One of the best things about my job is something called fact-checking. Before publishing an article, we go through all the stats, facts, quotes, and assertions, researching their validity.
That’s how I came across a humdinger of a quote by Thomas Merton, a Trappist monk who lived from 1915 to 1968. Merton wrote over 70 books in 53 years, including his autobiography, “The Seven Storey Mountain.” Every one of his works is filled with wisdom, a quiet peace that comes from a life lived in contemplation and silence. I mean, just look at these:
- “Art enables us to find ourselves and lose ourselves at the same time.” –From “No Man Is An Island”
- “If you want to identify me, ask me not where I live, or what I like to eat, or how I comb my hair, but ask me what I am living for, in detail, ask me what I think is keeping me from living fully for the thing I want to live for.” –From “What I Am Living For”
- “Our job is to love others without stopping to inquire whether or not they are worthy. That is not our business and, in fact, it is nobody’s business. What we are asked to do is to love, and this love itself will render both ourselves and our neighbors worthy.” –From a letter to Dorothy Day
The quote that well and truly baked my noodle is from a collection of Merton’s observations called “Conjectures of a Guilty Bystander”:
“There is a pervasive form of contemporary violence to which the idealist most easily succumbs: activism and overwork. The rush and pressure of modern life are a form, perhaps the most common form, of its innate violence. To allow oneself to be carried away by a multitude of conflicting concerns, to surrender to too many demands, to commit oneself to too many projects, to want to help everyone in everything, is to succumb to violence. The frenzy of our activism neutralizes our work for peace. It destroys our own inner capacity for peace. It destroys the fruitfulness of our own work, because it kills the root of inner wisdom which makes work fruitful.”
There’s one word in there that had me doing a doggy head tilt: violence.
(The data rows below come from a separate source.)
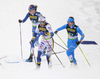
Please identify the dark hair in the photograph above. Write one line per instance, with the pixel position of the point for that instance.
(71, 17)
(34, 6)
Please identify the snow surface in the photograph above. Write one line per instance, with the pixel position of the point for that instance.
(87, 16)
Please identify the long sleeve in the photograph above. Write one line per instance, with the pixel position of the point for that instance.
(81, 33)
(62, 27)
(26, 17)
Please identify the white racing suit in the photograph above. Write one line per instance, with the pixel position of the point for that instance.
(46, 42)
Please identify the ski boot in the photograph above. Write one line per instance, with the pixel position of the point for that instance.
(30, 59)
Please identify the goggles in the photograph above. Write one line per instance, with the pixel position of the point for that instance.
(41, 22)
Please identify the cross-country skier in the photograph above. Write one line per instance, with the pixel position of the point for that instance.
(45, 30)
(73, 41)
(33, 15)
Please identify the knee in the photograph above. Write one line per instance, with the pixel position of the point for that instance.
(68, 52)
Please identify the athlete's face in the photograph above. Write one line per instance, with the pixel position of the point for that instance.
(70, 24)
(42, 23)
(31, 11)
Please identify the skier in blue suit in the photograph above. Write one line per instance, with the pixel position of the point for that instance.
(34, 16)
(73, 41)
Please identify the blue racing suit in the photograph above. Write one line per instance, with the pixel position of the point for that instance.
(72, 39)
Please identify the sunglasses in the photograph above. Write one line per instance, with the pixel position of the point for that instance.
(41, 22)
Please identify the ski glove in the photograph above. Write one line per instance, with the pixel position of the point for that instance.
(20, 21)
(56, 32)
(78, 42)
(41, 33)
(52, 34)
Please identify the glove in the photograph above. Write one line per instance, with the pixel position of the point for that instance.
(20, 21)
(41, 33)
(78, 42)
(52, 34)
(31, 41)
(56, 32)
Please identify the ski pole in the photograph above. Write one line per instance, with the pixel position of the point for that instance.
(60, 45)
(61, 40)
(21, 41)
(33, 55)
(84, 56)
(54, 52)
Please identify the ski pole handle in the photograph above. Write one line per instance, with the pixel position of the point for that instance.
(21, 41)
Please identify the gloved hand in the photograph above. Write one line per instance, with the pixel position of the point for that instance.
(56, 32)
(31, 41)
(52, 34)
(41, 33)
(20, 21)
(78, 42)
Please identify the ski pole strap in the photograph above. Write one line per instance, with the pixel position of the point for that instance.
(61, 40)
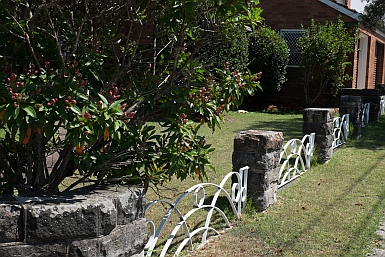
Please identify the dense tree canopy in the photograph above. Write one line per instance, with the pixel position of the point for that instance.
(325, 49)
(374, 13)
(95, 71)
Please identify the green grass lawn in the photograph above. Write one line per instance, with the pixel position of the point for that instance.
(333, 210)
(222, 140)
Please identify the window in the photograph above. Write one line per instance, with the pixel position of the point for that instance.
(291, 36)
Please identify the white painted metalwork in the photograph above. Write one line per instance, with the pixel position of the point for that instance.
(295, 158)
(340, 130)
(365, 114)
(236, 201)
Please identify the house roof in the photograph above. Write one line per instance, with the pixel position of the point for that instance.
(350, 13)
(342, 9)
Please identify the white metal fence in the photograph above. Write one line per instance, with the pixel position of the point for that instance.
(340, 130)
(295, 158)
(236, 200)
I associate violence with foul play, with fists and bullets and verbal abuse. But to describe busyness as “violence”? Are the terms even close to equivalent?
At first, I wanted to dismiss Merton’s assertion. But then I realized that when we say yes to everything instead of being honest about how tired we are, or when we try to do more than we’re able to do, we “succumb to violence.” Something is done to us. We are robbed of peace and lose the ability to accomplish the things we actually are meant to attempt.
As MS patients, we know full well what it is to be attacked — by our own bodies. We might never use the word “violence” to describe it, but I think it’s a fair description some days.
We may not be able to control how people view us, but we do have a say in how we interact with the world. I, for one, am going to be more judicious with my yeses and be more thoughtful about how I spend my time. I don’t want to succumb to the “innate violence” of modern life. Rather, I need to fact-check myself every so often and strive for a greater sense of peace.